Je ne conteste pas non plus l'absence de fanatisme de Théodose, son côté pragmatiquement, politiquement chrétien (le christianisme, nouveau ciment de l'Empire, etc...). En gros, le paganisme devient peu à peu anormal dans l'Empire et Théodose entérine un état de fait. Mais même s'il le fait sans haine, comme en témoignent son entourage ouvert aux païens, jusqu'au précepteur de ses enfants (toutes choses très intéressantes que tu m'apprends et qui changent effectivement l'image que je me faisais du personnage), le moins que l'on puisse dire est qu'il réduit dramatiquement le champ des possibles pour les non-chrétiens, juifs exceptés.

En effet, s'il n'interdit pas aux païens de rester païens, il interdit leurs cérémonies publiques et privées (même si pour ces dernières la mesure est purement symbolique). Dans ce cas, que leur reste-t-il en matière de "liberté de culte", pour employer un anachronisme?
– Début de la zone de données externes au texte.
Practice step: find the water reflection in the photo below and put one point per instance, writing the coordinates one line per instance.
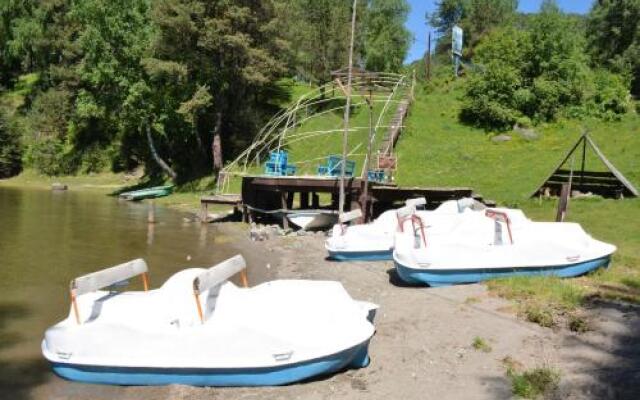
(48, 238)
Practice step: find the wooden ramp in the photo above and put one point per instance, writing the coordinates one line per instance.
(395, 128)
(609, 183)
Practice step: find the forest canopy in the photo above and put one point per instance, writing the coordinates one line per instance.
(177, 86)
(531, 68)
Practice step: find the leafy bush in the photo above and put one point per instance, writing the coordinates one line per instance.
(47, 157)
(539, 73)
(10, 150)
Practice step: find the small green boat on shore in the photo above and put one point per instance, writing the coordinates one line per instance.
(149, 193)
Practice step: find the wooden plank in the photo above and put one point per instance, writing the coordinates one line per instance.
(603, 174)
(231, 199)
(563, 202)
(605, 191)
(577, 180)
(612, 168)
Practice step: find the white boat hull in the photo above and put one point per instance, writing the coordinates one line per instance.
(249, 337)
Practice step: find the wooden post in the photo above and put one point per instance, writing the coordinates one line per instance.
(196, 294)
(283, 199)
(347, 109)
(290, 198)
(151, 212)
(243, 278)
(75, 307)
(145, 281)
(204, 208)
(355, 205)
(563, 202)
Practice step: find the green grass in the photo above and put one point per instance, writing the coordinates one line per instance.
(437, 150)
(481, 345)
(534, 383)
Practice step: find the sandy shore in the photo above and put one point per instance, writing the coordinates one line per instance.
(423, 345)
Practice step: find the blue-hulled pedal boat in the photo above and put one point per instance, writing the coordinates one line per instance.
(489, 246)
(200, 329)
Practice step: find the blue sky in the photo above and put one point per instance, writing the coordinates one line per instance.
(416, 21)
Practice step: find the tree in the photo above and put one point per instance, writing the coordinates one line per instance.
(386, 40)
(613, 34)
(10, 150)
(539, 73)
(227, 51)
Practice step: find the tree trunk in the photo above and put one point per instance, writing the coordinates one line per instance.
(216, 145)
(165, 167)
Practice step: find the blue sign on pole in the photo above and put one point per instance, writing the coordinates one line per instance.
(456, 36)
(456, 47)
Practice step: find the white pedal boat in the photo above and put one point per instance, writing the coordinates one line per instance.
(490, 245)
(200, 329)
(375, 241)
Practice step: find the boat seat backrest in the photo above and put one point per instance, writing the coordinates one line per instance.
(219, 273)
(350, 216)
(107, 277)
(417, 202)
(211, 280)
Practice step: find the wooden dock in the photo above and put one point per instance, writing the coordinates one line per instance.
(275, 195)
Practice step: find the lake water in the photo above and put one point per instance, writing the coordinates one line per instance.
(48, 238)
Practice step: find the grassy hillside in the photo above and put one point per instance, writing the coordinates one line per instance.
(436, 150)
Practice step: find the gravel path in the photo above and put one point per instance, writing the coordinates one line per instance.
(423, 345)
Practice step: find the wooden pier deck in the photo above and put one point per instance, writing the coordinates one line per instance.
(263, 195)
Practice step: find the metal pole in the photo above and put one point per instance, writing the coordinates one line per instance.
(429, 56)
(347, 110)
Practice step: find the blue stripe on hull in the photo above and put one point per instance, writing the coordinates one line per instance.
(355, 357)
(381, 255)
(436, 277)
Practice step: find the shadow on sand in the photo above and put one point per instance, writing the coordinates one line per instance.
(18, 376)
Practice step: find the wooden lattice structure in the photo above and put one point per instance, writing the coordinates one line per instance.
(610, 183)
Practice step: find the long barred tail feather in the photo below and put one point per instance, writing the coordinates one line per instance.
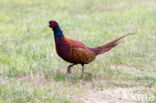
(108, 46)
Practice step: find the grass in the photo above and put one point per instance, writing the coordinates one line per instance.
(31, 71)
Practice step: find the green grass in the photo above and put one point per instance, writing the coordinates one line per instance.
(31, 71)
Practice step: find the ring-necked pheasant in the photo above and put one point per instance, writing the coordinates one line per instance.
(76, 52)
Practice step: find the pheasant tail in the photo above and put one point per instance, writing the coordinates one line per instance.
(108, 46)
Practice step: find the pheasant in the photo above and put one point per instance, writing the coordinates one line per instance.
(76, 52)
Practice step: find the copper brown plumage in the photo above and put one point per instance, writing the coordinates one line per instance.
(76, 52)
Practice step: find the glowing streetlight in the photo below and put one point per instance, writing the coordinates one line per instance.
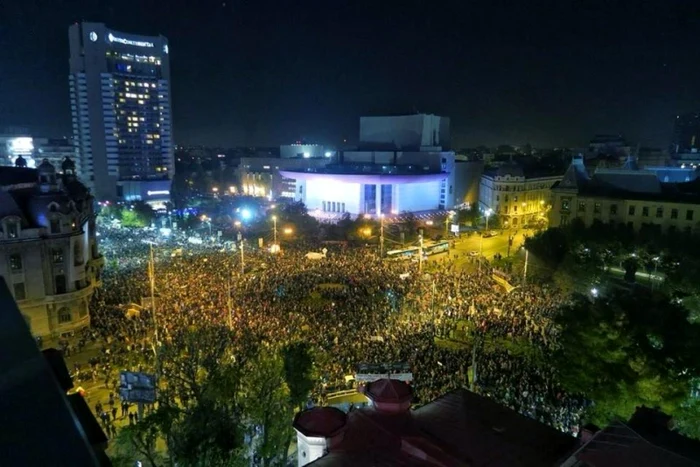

Il me semble qu'en comparaison, Julien, laisse bien plus de latitude aux chrétiens, bien que fanatiquement anti-chrétien à titre personnel (normal d'ailleurs, puisque Julien est persuadé que les chrétiens sont responsables du nauffrage de la civilisation antique telle qu'il la rêve).

Semper Victor

Semper Victor

Il me semble qu'en comparaison, Julien, laisse bien plus de latitude aux chrétiens, bien que fanatiquement anti-chrétien à titre personnel

Le rapport de force n'était pas le même... Toute proportion gardée (autre anachronisme), c'est comme si Julien devenait président de l'Egypte et voulait s'en prendre aux Musulmans alors que pour Théodose c'était plus facile, c'est comme s'il devait s'en prendre aux Coptes. Julien a essayer d'attiser les divisions entre chrétiens pour les affaiblir, c'ets tout ce qu'il pouait faire vu leur nombre déjà à son époque.

Dans ce cas, que leur reste-t-il en matière de "liberté de culte", pour employer un anachronisme?

Le droit de ne pas être chrétien et de philosopher à leur guise. Il n'y a aucune mesure - à cette époque - obligeant à la conversion. Les écoles philosophiques qui sont l'expression la plus intéressante de la religion traditionnelle restes ouvertes. Ce sont les sacrifices, les augures etc. devenu "choquants" qui sont interdits.

http://www.fredbey.com/

Allalalai

Allalalai

Très bonne analyse Fred de Julien ; en outre il ne peut concrétiser sa stratégie, pris par les guerres pour défendre l'Empire et sa mort soudaine...

Semper Victor

Semper Victor

Il y a une sorte de fuite en avant pour Julien, il doit tellement s'efforcer de marquer les esprits pour réussir qu'il précipite lui-même sa chute.

http://www.fredbey.com/

Allalalai

Allalalai

Oui je pense aussi, et dans le caractère du personnage, sans paraphraser de Gaulle, il est voué à des réussites superbes et des malheurs exemplaires !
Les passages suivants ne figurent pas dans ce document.